The most important prognostic factors for recurrence are the number of tumors, their size, and the prior recurrence rate. The most important prognostic factors for progression are the T category, grade, and the presence of CIS, factors that represent the biological aggressiveness of the disease.

Previous studies have identified these same factors to be of prognostic importance for recurrence or progression. However, there is currently no simple scoring system based on universally assessed clinical and pathological factors that allows urologists to easily predict the risk of short- and long-term recurrence and progression to muscle invasive disease. The present study provides such a system.

The separation of recurrence and progression enables us to discuss the implications of both endpoints with the patient. For tumors with a high risk of recurrence but a low risk of progression (i.e., multiple recurrent Ta G1 tumors), either intravesical chemotherapy or BCG might be given. However, the choice is somewhat subjective. How important is a probability of recurrence of 35% at one year? What are the risks of BCG side effects? The clinician can decide between intravesical chemotherapy and intravesical BCG for each patient based on the circumstances.

For other tumors that have a high risk of both recurrence and progression (i.e., multiple recurrent T1 G3 tumors), intravesical BCG with maintenance might initially be tried. However, a high risk of progression may also be an argument to convince a patient that an early cystectomy should be performed. But how high a probability is required? Is a 15% chance of progression at one year a sufficient reason to perform a cystectomy? Although the 95% confidence intervals for progression in the patients with the highest progression scores are wider than for the other prognostic groups, clearly these patients do very poorly.
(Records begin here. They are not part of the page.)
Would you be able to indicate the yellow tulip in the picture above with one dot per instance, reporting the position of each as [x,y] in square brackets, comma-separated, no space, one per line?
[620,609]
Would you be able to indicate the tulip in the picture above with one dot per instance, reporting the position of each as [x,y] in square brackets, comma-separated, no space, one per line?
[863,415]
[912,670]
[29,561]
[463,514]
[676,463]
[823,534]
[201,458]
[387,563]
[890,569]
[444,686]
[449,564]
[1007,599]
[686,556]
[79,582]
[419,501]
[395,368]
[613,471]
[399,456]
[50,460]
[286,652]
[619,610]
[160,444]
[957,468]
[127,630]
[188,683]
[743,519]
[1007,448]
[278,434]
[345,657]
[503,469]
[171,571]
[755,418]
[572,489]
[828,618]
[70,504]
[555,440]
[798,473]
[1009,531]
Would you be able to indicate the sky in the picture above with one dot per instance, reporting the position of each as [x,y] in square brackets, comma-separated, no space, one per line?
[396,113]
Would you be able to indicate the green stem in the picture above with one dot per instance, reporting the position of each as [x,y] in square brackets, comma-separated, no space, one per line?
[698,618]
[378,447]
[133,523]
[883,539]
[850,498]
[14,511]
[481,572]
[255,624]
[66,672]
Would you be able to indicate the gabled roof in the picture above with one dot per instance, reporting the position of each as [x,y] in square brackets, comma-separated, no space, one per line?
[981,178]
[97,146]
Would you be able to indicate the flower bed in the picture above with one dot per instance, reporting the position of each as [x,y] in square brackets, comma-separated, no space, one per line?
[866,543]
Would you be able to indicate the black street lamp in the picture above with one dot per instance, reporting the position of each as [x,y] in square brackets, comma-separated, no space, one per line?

The poor prognosis of T1 G3 patients has been the subject of a number of recent publications [23], [24], [25], [26], [27], [28], [29], and [30] that discuss the appropriateness of intravesical treatment as opposed to immediate cystectomy. As suggested by some authors [11], [23], [24], [25], [26], and [31], Fig. 3 confirms that the prognosis of T1 G3 patients is not uniform but that the risk of progression depends on the patients’ other characteristics. In particular the presence of concomitant CIS confers a particularly poor prognosis, with one year and five years progression probabilities of 29% and 74%, respectively (Fig. 4). In such patients a cystectomy should be seriously considered very early in their treatment since progression in patients with a history of superficial bladder cancer is associated with a very poor prognosis [32].
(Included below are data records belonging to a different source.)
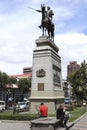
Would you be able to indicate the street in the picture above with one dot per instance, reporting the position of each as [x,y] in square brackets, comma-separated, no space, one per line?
[14,125]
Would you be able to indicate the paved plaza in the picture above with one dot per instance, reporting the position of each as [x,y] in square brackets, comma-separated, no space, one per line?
[80,124]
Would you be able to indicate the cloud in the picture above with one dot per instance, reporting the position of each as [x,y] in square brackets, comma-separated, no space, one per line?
[72,47]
This analysis has concentrated on the use of clinical and pathological factors that are commonly assessed and have been found to be of prognostic importance in previous publications. However, other factors may also be considered. In T1 patients, the depth of lamina propria invasion; i.e., whether the tumor is superficial to, into, or beyond the muscularis mucosae (T1a, T1b, T1c), has been related to the risk of progression to muscle invasive disease [31], and [33]. The depth of lamina propria invasion was not collected in the EORTC studies. In two multivariate analyses of time to progression, bladder neck involvement [34] and involvement of the trigone or the posterior wall [5] were associated with a worse prognosis. Recently, lymphovascular invasion [35] and micropapillary transitional cell carcinoma [36] have both been shown to be associated with a very poor prognosis; early cystectomy was advocated in each case.

Molecular markers such as p53, Ki-67, NMP22, and Cox-2 have some promise; however, they have not been sufficiently validated to be used day to day at this time [13], [26], [33], [37], [38], [39], and [40].

The tables in this paper provide a simple tool that uses commonly assessed factors to determine a patient's risk of recurrence and progression. However, these trials date from the pre-BCG maintenance era and approximately 20% of the patients initially received no intravesical treatment [41]. Likewise, fewer than 10% of the patients received an immediate instillation of chemotherapy after TUR [42] and a second look TUR was not yet practiced in high-risk patients [43]. This has several consequences:

First, the characteristics and prognoses of patients who nowadays recur at three months despite an immediate postoperative instillation and a second look TUR will probably not be the same as those encountered in this study. Also, recurrence at three months is not assessed at the same time as the other factors but after the induction instillations. For these reasons it was not included in the multivariate model for progression.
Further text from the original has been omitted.